Des mecs sympas : Raiola (à gauche) et Pavel Nedved en 2003. (Source : imago images/LaPresse)Super gars : Raiola (à gauche) et Pavel Nedved en 2003. (Source : LaPresse/imago images)

Au début des années 2000, il s’est arrangé pour que Zlatan Ibrahimovic, alors âgé de 22 ans, passe de l’Ajax à la Juventus pour 16 millions d’euros à l’époque. À ce jour, les transferts vers le FC Barcelone, l’Inter Milan, l’AC Milan et le Paris Saint-Germain ont ajouté 145,3 millions. Les 105 millions que Manchester United a mis sur la table en 2016 pour faire revenir Pogba autrefois repoussé de la Juventus ? Pas possible sans Raiola. De même le transfert de de Ligt, dont le déménagement d’Amsterdam à Turin a été orchestré par lui pour 85,5 millions. La prochaine entreprise géante devrait être Haaland en 2022, dont le transfert pourrait dépasser le cadre.

Ibrahimović ? « Complètement stupide »

Depuis quelques années, Raiola provoque aussi de plus en plus d’agacements et ne craint pas les disputes. Il s’en prend ouvertement à la Fifa, décrit l’association mondiale comme une « boutique corrompue » et taquine que Pep Guardiola « n’a pas les couilles pour m’affronter ». Ses méthodes sont mal vues et, au fil des ans, ses collègues se plaisent à le décrire comme une honte pour leur profession.

L’entraîneur légendaire Sir Alex Ferguson, lui-même pas à court de mots ouverts, a une fois fait rage contre le « bâtard » dans la confusion du transfert de Pogba. « Les directeurs sportifs me détestent ? Pourquoi ? Je ne me suis jamais assis avec une arme sur la table pendant les négociations », a déclaré Raiola Sport1 en décembre dernier, « je sais juste très bien ce que valent mes joueurs et ce dont les clubs ont besoin. S’ils détestent moi, c’est le plus grand compliment que je puisse recevoir. Alors je ferai quelque chose de bien.

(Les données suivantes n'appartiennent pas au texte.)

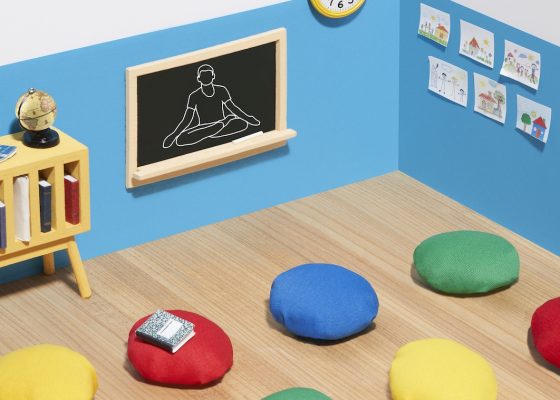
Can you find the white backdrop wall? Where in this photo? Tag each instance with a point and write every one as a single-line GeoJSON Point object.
{"type": "Point", "coordinates": [36, 28]}
{"type": "Point", "coordinates": [540, 18]}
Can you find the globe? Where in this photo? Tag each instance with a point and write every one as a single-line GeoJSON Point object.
{"type": "Point", "coordinates": [36, 112]}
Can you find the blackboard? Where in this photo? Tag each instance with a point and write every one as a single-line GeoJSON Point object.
{"type": "Point", "coordinates": [205, 108]}
{"type": "Point", "coordinates": [247, 77]}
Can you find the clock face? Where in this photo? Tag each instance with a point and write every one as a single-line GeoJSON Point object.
{"type": "Point", "coordinates": [337, 8]}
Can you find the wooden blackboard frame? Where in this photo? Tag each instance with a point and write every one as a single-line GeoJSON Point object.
{"type": "Point", "coordinates": [214, 156]}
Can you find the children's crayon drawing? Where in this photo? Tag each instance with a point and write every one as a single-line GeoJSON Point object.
{"type": "Point", "coordinates": [522, 65]}
{"type": "Point", "coordinates": [490, 98]}
{"type": "Point", "coordinates": [434, 24]}
{"type": "Point", "coordinates": [449, 81]}
{"type": "Point", "coordinates": [533, 118]}
{"type": "Point", "coordinates": [477, 43]}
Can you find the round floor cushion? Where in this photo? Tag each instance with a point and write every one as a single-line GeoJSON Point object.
{"type": "Point", "coordinates": [323, 301]}
{"type": "Point", "coordinates": [440, 369]}
{"type": "Point", "coordinates": [46, 372]}
{"type": "Point", "coordinates": [298, 394]}
{"type": "Point", "coordinates": [467, 262]}
{"type": "Point", "coordinates": [203, 359]}
{"type": "Point", "coordinates": [545, 328]}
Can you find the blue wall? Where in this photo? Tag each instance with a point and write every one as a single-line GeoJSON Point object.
{"type": "Point", "coordinates": [492, 168]}
{"type": "Point", "coordinates": [335, 80]}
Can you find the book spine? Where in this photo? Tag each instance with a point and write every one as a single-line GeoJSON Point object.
{"type": "Point", "coordinates": [3, 233]}
{"type": "Point", "coordinates": [22, 212]}
{"type": "Point", "coordinates": [45, 201]}
{"type": "Point", "coordinates": [72, 201]}
{"type": "Point", "coordinates": [150, 339]}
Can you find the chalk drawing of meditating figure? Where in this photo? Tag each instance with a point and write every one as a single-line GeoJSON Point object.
{"type": "Point", "coordinates": [211, 113]}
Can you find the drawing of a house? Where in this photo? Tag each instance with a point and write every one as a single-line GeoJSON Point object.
{"type": "Point", "coordinates": [474, 48]}
{"type": "Point", "coordinates": [442, 33]}
{"type": "Point", "coordinates": [539, 128]}
{"type": "Point", "coordinates": [487, 103]}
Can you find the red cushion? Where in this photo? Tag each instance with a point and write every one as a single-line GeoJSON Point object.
{"type": "Point", "coordinates": [545, 327]}
{"type": "Point", "coordinates": [203, 359]}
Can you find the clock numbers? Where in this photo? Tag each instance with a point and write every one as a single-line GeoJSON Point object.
{"type": "Point", "coordinates": [339, 5]}
{"type": "Point", "coordinates": [337, 8]}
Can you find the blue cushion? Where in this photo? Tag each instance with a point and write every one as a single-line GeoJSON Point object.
{"type": "Point", "coordinates": [323, 301]}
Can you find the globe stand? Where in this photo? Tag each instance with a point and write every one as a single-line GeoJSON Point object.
{"type": "Point", "coordinates": [41, 139]}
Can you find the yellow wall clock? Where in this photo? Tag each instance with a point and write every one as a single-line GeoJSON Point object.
{"type": "Point", "coordinates": [337, 8]}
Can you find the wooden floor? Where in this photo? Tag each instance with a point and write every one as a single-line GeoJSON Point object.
{"type": "Point", "coordinates": [224, 272]}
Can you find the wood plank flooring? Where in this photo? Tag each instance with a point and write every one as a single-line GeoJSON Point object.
{"type": "Point", "coordinates": [224, 272]}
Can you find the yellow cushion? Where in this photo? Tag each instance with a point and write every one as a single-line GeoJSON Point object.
{"type": "Point", "coordinates": [46, 372]}
{"type": "Point", "coordinates": [439, 369]}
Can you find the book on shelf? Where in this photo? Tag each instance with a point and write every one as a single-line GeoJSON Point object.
{"type": "Point", "coordinates": [7, 152]}
{"type": "Point", "coordinates": [45, 205]}
{"type": "Point", "coordinates": [166, 330]}
{"type": "Point", "coordinates": [72, 199]}
{"type": "Point", "coordinates": [21, 208]}
{"type": "Point", "coordinates": [3, 233]}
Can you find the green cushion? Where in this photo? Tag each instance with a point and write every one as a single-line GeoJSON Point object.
{"type": "Point", "coordinates": [297, 394]}
{"type": "Point", "coordinates": [467, 262]}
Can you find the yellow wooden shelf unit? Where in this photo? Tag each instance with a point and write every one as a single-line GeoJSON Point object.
{"type": "Point", "coordinates": [68, 157]}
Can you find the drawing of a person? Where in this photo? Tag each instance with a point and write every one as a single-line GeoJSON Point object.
{"type": "Point", "coordinates": [534, 73]}
{"type": "Point", "coordinates": [443, 81]}
{"type": "Point", "coordinates": [461, 95]}
{"type": "Point", "coordinates": [210, 113]}
{"type": "Point", "coordinates": [433, 76]}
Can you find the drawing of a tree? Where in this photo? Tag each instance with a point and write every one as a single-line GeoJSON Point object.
{"type": "Point", "coordinates": [501, 99]}
{"type": "Point", "coordinates": [526, 120]}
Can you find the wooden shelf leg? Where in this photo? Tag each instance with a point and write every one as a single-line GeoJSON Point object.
{"type": "Point", "coordinates": [78, 268]}
{"type": "Point", "coordinates": [48, 264]}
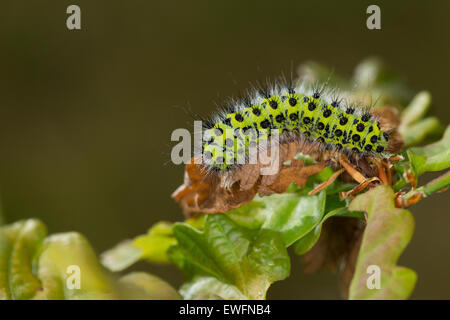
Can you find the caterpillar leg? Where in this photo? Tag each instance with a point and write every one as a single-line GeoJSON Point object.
{"type": "Point", "coordinates": [360, 187]}
{"type": "Point", "coordinates": [355, 174]}
{"type": "Point", "coordinates": [383, 169]}
{"type": "Point", "coordinates": [400, 200]}
{"type": "Point", "coordinates": [326, 183]}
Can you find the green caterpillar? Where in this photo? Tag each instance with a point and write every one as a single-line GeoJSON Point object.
{"type": "Point", "coordinates": [297, 113]}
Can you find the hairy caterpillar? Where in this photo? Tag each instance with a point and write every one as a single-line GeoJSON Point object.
{"type": "Point", "coordinates": [297, 112]}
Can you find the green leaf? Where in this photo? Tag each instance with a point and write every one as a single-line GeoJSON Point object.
{"type": "Point", "coordinates": [63, 266]}
{"type": "Point", "coordinates": [19, 243]}
{"type": "Point", "coordinates": [433, 157]}
{"type": "Point", "coordinates": [387, 234]}
{"type": "Point", "coordinates": [291, 214]}
{"type": "Point", "coordinates": [241, 260]}
{"type": "Point", "coordinates": [152, 246]}
{"type": "Point", "coordinates": [210, 288]}
{"type": "Point", "coordinates": [67, 254]}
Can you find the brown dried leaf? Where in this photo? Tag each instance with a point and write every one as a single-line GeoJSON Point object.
{"type": "Point", "coordinates": [220, 193]}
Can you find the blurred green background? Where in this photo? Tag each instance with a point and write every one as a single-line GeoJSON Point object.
{"type": "Point", "coordinates": [86, 116]}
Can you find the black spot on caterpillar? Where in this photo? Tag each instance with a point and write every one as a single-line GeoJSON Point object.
{"type": "Point", "coordinates": [297, 113]}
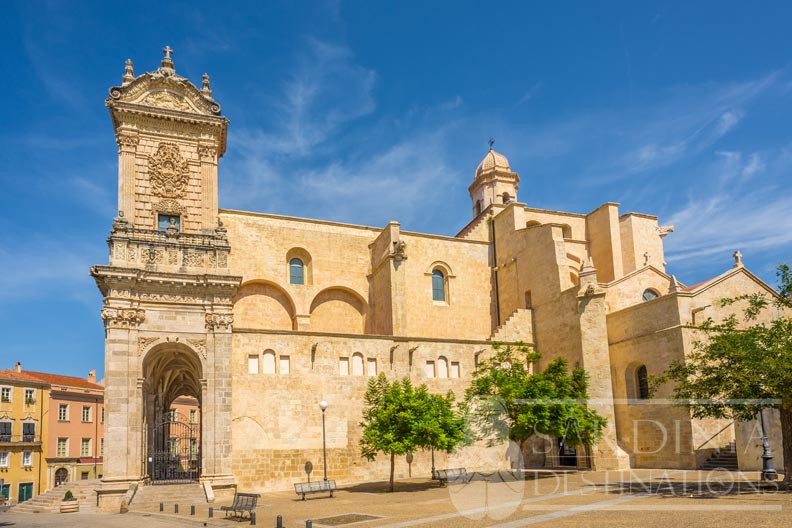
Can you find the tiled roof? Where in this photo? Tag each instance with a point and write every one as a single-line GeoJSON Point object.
{"type": "Point", "coordinates": [51, 379]}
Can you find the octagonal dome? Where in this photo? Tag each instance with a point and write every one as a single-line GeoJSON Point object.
{"type": "Point", "coordinates": [493, 160]}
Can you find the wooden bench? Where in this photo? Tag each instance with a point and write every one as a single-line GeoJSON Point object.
{"type": "Point", "coordinates": [318, 486]}
{"type": "Point", "coordinates": [244, 503]}
{"type": "Point", "coordinates": [453, 475]}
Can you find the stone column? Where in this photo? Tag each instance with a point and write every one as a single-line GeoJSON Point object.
{"type": "Point", "coordinates": [123, 419]}
{"type": "Point", "coordinates": [216, 402]}
{"type": "Point", "coordinates": [595, 354]}
{"type": "Point", "coordinates": [127, 146]}
{"type": "Point", "coordinates": [208, 156]}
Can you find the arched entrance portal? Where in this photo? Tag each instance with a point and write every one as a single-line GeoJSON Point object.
{"type": "Point", "coordinates": [172, 399]}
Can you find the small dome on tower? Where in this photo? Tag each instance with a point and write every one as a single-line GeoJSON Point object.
{"type": "Point", "coordinates": [493, 160]}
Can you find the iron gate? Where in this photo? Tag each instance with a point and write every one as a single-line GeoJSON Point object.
{"type": "Point", "coordinates": [174, 456]}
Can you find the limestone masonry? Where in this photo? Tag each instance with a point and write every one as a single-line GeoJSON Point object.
{"type": "Point", "coordinates": [259, 317]}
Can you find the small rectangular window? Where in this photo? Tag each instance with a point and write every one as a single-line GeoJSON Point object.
{"type": "Point", "coordinates": [343, 366]}
{"type": "Point", "coordinates": [166, 221]}
{"type": "Point", "coordinates": [371, 367]}
{"type": "Point", "coordinates": [5, 431]}
{"type": "Point", "coordinates": [253, 364]}
{"type": "Point", "coordinates": [455, 369]}
{"type": "Point", "coordinates": [63, 447]}
{"type": "Point", "coordinates": [429, 369]}
{"type": "Point", "coordinates": [29, 432]}
{"type": "Point", "coordinates": [284, 364]}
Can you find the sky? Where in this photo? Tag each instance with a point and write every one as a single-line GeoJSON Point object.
{"type": "Point", "coordinates": [370, 111]}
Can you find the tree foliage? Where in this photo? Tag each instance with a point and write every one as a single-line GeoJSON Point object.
{"type": "Point", "coordinates": [742, 365]}
{"type": "Point", "coordinates": [507, 401]}
{"type": "Point", "coordinates": [399, 418]}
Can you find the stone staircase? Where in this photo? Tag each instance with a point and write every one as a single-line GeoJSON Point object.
{"type": "Point", "coordinates": [517, 327]}
{"type": "Point", "coordinates": [49, 501]}
{"type": "Point", "coordinates": [148, 498]}
{"type": "Point", "coordinates": [725, 458]}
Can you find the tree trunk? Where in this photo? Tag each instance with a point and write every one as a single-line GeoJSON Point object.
{"type": "Point", "coordinates": [786, 440]}
{"type": "Point", "coordinates": [393, 465]}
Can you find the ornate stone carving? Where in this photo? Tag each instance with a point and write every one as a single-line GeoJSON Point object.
{"type": "Point", "coordinates": [144, 342]}
{"type": "Point", "coordinates": [219, 322]}
{"type": "Point", "coordinates": [199, 345]}
{"type": "Point", "coordinates": [399, 248]}
{"type": "Point", "coordinates": [123, 317]}
{"type": "Point", "coordinates": [168, 100]}
{"type": "Point", "coordinates": [127, 142]}
{"type": "Point", "coordinates": [192, 258]}
{"type": "Point", "coordinates": [207, 152]}
{"type": "Point", "coordinates": [169, 206]}
{"type": "Point", "coordinates": [664, 230]}
{"type": "Point", "coordinates": [168, 171]}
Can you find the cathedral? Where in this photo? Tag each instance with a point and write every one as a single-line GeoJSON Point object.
{"type": "Point", "coordinates": [260, 317]}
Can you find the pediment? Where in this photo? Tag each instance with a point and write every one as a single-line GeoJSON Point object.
{"type": "Point", "coordinates": [164, 91]}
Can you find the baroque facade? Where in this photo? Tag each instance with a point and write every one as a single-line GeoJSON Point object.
{"type": "Point", "coordinates": [259, 317]}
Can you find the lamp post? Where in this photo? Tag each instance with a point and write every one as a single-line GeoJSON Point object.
{"type": "Point", "coordinates": [323, 405]}
{"type": "Point", "coordinates": [768, 470]}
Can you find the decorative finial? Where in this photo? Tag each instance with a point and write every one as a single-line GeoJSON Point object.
{"type": "Point", "coordinates": [167, 61]}
{"type": "Point", "coordinates": [129, 72]}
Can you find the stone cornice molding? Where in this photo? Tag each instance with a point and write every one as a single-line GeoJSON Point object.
{"type": "Point", "coordinates": [219, 322]}
{"type": "Point", "coordinates": [147, 286]}
{"type": "Point", "coordinates": [123, 317]}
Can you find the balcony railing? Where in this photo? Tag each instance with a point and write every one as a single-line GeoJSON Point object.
{"type": "Point", "coordinates": [32, 439]}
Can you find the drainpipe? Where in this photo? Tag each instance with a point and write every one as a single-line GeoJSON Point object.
{"type": "Point", "coordinates": [495, 269]}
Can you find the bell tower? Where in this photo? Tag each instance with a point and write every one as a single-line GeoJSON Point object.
{"type": "Point", "coordinates": [167, 289]}
{"type": "Point", "coordinates": [170, 136]}
{"type": "Point", "coordinates": [494, 182]}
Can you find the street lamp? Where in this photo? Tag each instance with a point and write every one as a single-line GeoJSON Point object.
{"type": "Point", "coordinates": [768, 470]}
{"type": "Point", "coordinates": [323, 405]}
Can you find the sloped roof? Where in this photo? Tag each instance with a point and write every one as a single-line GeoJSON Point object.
{"type": "Point", "coordinates": [50, 379]}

Les joueurs dont il s’occupe, en revanche, apprécient sa nature ouverte, son engagement inconditionnel envers leurs intérêts (et certainement les siens – on dit qu’il collecte des millions de commissions). Ibrahimovic aurait une fois choisi Raiola comme agent lorsque Raiola lui a carrément dit qu’il était « complètement stupide ».

Le marché a changé

Raiola est conscient de son influence et de son rôle formateur dans le football mondial actuel – mais l’aborde sans prétention, bien qu’avec une grande satisfaction : « J’ai toujours essayé de renouveler l’industrie avec mes contrats », explique-t-il dans une interview à Sport1. « Tous ceux qui réussissent font quelque chose qui change le marché. » Lui et d’autres conseillers « ont créé un deuxième match au cours des 20 dernières années » loin de la pelouse. « C’est le Calcio Mercato (« Transfermarkt » italien, ndlr). Normalement c’était comme ça : tu parles du jeu pendant quatre ou cinq jours. Aujourd’hui tu parles du jeu pendant deux jours et du business pendant cinq jours. »

Un seul pouvait le faire. Mino Raiola est décédé samedi à l’hôpital San Raffaele de Milan.